The College of Liberal Arts’ Diversity Committee students and faculty ate dinner in Bellmont Hall Monday to celebrate the Center for Asian American Studies’ new location. 

The new space has more offices, a kitchenette and places for students to meet and hang out. Alongside the relocation, the College of Liberal Arts’ Diversity Committee introduced a new initiative and a potential major. The race, indigeneity and migration major and The Gender, Race, Indigeneity, Disability and Sexual Studies Initiative are part of the committee’s expansion at the University. The center is also celebrating its 20th anniversary. 

The center’s director Eric Tang said the move from Burdine Hall to Bellmont Hall is an important change and will add to the overall creation of community in the College of Liberal Arts’ Diversity Committee. He said for the past year, the committee has been expanding not just with the new location but with the new major and initiative, as well. 

 

Tang said for these to develop, the committee had to work with the College of Liberal Arts staff and could see the new major potentially being ready for students to join in Fall 2020, offering tracks that include topics relevant to diversity, culture and migration.  

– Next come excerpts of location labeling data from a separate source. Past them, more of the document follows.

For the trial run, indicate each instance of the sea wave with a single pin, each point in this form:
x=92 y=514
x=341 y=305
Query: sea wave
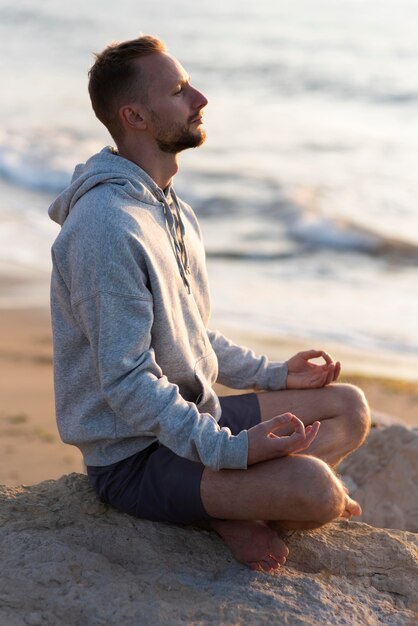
x=42 y=159
x=262 y=223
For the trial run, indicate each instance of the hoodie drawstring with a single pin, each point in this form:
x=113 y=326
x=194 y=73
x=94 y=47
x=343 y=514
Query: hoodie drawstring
x=175 y=227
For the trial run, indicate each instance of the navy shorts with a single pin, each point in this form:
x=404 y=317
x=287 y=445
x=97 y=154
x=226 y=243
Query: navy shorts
x=158 y=485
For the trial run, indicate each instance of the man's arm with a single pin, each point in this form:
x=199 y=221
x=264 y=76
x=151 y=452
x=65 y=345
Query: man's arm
x=241 y=368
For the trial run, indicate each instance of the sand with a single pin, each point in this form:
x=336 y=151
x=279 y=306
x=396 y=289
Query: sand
x=30 y=448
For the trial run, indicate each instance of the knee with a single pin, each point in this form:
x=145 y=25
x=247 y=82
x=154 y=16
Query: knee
x=356 y=411
x=325 y=493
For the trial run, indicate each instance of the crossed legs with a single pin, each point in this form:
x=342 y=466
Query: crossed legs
x=296 y=491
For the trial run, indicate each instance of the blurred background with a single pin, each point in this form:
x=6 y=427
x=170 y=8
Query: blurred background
x=306 y=188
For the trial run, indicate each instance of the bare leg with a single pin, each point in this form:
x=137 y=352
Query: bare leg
x=342 y=410
x=299 y=488
x=345 y=422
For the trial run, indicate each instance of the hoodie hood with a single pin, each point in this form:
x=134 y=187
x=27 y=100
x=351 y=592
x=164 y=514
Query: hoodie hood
x=107 y=167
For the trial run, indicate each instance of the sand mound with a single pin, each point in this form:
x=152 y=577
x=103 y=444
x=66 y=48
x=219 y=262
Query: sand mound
x=69 y=560
x=383 y=476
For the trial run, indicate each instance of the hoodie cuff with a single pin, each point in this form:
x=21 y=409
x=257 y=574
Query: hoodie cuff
x=277 y=376
x=234 y=451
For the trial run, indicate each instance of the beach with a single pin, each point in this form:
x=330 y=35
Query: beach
x=30 y=447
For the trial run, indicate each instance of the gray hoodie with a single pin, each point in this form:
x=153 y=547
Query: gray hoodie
x=134 y=361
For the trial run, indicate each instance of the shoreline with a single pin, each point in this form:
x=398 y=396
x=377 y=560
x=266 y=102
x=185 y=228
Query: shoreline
x=30 y=447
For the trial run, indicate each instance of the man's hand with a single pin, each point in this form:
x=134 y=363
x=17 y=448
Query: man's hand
x=305 y=375
x=264 y=444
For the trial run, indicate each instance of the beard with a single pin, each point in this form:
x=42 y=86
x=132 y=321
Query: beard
x=174 y=139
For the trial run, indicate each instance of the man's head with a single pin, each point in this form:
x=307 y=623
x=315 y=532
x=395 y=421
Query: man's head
x=137 y=86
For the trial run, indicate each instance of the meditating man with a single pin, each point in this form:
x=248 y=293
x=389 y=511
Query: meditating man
x=135 y=361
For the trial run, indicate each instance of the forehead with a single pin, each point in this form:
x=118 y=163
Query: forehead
x=161 y=72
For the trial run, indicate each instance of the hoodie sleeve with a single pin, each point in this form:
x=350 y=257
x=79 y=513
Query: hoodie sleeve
x=241 y=368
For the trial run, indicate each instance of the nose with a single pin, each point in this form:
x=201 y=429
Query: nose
x=199 y=100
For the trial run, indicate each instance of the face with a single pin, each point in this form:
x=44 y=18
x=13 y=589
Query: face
x=173 y=106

“People ask ‘Why UT Austin?’” Tang said. “It is because we are in many ways a hub for race, indigeneity and migration in the area.” 

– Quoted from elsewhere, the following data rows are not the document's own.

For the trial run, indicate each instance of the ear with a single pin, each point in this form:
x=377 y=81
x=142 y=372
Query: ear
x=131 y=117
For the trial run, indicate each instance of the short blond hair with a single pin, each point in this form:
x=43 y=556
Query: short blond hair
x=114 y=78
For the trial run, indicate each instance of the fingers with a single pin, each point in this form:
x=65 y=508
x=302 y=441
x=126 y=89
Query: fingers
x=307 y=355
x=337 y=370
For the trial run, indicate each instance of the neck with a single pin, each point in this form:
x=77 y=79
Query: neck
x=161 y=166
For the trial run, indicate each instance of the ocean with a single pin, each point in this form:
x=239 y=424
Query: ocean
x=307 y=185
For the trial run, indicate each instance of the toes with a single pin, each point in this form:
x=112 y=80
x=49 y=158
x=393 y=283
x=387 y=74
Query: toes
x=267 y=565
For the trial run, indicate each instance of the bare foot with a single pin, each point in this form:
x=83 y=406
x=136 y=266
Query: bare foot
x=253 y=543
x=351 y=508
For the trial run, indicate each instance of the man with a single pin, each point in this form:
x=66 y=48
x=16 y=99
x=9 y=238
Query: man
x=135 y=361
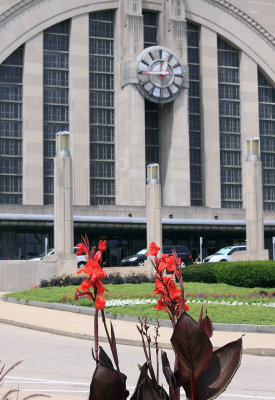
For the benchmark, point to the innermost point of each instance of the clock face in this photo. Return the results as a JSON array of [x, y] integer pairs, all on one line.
[[160, 74]]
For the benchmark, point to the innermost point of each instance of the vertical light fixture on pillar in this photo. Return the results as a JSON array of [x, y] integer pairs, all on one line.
[[63, 202], [254, 202], [153, 206]]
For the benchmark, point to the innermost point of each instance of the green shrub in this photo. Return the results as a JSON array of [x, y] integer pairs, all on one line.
[[246, 273], [139, 278], [239, 273], [198, 273], [115, 279]]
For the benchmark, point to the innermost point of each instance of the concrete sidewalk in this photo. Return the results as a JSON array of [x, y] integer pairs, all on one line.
[[71, 322]]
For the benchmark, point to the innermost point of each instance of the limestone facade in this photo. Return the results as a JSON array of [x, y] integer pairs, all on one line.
[[247, 26]]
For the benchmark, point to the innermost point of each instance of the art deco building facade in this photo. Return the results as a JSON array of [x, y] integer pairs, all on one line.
[[72, 66]]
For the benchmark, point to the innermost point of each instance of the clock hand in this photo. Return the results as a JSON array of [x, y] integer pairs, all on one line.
[[164, 67], [156, 72]]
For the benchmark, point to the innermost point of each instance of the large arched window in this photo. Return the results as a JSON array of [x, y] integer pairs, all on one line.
[[11, 72], [102, 129], [230, 133], [56, 96], [267, 139], [194, 115]]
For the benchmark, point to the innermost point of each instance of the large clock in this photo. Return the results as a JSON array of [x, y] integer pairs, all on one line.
[[160, 74]]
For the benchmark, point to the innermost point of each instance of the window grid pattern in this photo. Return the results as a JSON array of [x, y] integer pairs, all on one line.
[[151, 109], [266, 94], [11, 72], [194, 115], [56, 97], [102, 128], [229, 120]]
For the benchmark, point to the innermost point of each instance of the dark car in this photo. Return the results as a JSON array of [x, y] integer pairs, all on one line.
[[139, 258], [135, 259]]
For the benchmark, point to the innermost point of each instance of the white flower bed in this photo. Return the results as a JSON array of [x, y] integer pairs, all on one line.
[[132, 302]]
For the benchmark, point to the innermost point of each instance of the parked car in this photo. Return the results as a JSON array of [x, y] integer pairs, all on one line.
[[139, 258], [224, 254], [81, 259], [135, 259]]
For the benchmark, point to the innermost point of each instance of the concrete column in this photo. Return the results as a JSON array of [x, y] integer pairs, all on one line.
[[33, 122], [154, 226], [63, 212], [174, 130], [79, 108], [254, 206], [153, 211], [210, 117], [249, 106], [130, 119]]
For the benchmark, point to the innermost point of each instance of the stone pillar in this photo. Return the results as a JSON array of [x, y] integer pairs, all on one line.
[[63, 208], [33, 122], [174, 130], [153, 210], [210, 117], [254, 206], [79, 108], [130, 119], [249, 106]]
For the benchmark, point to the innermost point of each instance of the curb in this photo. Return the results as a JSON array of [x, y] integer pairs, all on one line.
[[130, 342], [162, 322]]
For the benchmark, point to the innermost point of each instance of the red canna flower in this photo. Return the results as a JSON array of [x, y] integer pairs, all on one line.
[[81, 249], [153, 250], [92, 287], [100, 302], [102, 245]]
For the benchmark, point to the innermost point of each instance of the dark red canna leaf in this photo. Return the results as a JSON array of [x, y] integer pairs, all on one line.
[[146, 389], [107, 383], [220, 370], [201, 316], [207, 326], [194, 351], [168, 373]]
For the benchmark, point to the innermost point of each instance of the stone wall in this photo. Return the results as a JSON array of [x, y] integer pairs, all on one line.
[[23, 274]]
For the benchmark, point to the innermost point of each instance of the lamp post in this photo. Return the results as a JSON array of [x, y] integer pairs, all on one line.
[[254, 198], [253, 204], [63, 203], [153, 206]]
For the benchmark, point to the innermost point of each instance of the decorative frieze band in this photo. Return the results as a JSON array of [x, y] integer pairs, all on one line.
[[245, 18]]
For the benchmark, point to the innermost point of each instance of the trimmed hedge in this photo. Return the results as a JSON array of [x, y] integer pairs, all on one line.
[[243, 273], [114, 279]]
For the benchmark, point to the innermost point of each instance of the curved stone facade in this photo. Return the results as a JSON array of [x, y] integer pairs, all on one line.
[[71, 65]]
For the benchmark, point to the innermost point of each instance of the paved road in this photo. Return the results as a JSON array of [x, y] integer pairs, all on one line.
[[62, 367]]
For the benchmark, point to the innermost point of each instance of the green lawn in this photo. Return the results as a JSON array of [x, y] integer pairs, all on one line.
[[238, 314]]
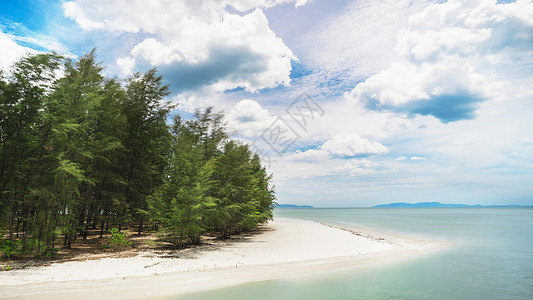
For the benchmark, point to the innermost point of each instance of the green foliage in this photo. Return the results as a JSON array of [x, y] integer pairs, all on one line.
[[118, 240], [9, 248], [82, 150]]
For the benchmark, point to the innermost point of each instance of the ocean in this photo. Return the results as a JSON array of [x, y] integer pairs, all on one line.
[[490, 257]]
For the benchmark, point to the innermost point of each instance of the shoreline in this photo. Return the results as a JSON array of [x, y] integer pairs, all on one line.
[[285, 248]]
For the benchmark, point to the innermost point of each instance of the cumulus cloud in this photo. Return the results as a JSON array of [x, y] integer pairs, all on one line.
[[11, 52], [444, 56], [249, 118], [343, 145], [359, 167], [218, 45]]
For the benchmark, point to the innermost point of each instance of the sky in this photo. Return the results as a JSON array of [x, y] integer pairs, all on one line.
[[349, 103]]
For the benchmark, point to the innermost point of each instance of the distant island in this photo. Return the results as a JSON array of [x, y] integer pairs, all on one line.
[[438, 204], [292, 206]]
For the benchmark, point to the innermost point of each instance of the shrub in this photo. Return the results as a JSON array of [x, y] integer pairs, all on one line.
[[9, 247], [117, 240]]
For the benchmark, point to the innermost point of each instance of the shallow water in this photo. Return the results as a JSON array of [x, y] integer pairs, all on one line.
[[491, 257]]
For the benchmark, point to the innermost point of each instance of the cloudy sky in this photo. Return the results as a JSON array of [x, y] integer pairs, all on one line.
[[350, 103]]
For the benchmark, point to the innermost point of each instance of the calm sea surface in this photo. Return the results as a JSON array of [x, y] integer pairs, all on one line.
[[491, 258]]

Tony Vo, assistant director for the center,  said he is excited for the initiative, major and Center for Asian American Studies’ move into the Bellmont Hall space because it was time for the center to grow.

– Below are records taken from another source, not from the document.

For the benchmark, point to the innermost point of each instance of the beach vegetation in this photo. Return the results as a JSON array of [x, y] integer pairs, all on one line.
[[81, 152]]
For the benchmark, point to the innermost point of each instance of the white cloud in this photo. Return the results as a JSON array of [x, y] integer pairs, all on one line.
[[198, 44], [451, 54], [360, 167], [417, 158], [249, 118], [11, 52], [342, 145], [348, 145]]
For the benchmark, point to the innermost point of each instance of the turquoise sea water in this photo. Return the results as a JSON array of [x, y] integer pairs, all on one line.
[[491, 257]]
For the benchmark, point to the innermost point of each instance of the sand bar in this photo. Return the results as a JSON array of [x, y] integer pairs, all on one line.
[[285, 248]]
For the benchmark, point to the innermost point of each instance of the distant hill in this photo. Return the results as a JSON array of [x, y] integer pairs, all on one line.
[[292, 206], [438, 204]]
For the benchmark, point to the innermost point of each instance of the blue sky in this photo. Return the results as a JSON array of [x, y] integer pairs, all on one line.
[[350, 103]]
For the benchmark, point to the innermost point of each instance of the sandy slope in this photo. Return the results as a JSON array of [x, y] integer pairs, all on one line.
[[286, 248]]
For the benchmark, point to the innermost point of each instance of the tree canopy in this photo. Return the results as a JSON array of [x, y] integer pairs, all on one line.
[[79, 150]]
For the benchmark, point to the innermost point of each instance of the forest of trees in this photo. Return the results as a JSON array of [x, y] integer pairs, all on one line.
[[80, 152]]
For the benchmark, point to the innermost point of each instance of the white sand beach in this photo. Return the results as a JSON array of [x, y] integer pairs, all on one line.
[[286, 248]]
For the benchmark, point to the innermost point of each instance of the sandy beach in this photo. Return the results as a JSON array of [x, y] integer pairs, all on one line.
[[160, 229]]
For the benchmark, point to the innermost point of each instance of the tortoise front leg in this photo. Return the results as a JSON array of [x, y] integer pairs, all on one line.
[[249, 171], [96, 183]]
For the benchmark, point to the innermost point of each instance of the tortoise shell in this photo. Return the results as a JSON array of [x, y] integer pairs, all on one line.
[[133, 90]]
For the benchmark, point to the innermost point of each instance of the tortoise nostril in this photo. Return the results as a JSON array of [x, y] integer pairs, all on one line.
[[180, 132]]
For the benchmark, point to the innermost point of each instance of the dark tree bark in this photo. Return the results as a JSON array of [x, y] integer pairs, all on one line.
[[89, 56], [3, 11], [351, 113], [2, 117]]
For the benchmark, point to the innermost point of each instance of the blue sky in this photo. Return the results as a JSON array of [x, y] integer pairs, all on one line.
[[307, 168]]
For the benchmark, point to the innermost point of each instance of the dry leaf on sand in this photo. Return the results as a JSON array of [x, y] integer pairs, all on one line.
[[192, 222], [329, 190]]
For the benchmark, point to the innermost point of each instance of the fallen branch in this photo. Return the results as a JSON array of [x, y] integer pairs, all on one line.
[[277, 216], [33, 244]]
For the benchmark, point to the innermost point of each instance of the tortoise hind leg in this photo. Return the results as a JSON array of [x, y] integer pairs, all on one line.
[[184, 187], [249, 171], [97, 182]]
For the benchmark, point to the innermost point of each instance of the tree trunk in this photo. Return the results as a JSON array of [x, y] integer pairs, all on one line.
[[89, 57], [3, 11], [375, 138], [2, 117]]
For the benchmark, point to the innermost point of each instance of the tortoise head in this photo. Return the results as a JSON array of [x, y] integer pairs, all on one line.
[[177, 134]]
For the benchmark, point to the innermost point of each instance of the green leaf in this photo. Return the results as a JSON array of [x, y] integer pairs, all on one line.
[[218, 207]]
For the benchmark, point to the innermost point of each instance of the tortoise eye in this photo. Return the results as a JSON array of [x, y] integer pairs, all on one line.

“For years, we were in Burdine Hall ... but we have been dreaming of a center and a space of community,” Vo said. “There are 15 new offices in total, and we share the space with Art Galleries at Black Studies and Human Dimensions of Organization, and we are all very excited for this move.”

Sarah Philips, a Center for Asian American Studies student ambassador, said she’s noticed a difference as the new space gives more room for students to hang out and chat with their peers. The previous location in Burdine Hall was only a few office spaces.

“We have more space for students to hang out and have a community,” government senior Philips said. “With the move, the new major and initiative are also a perfect way to introduce any students that may be thinking of joining something with (the center) or the College of Liberal Arts.”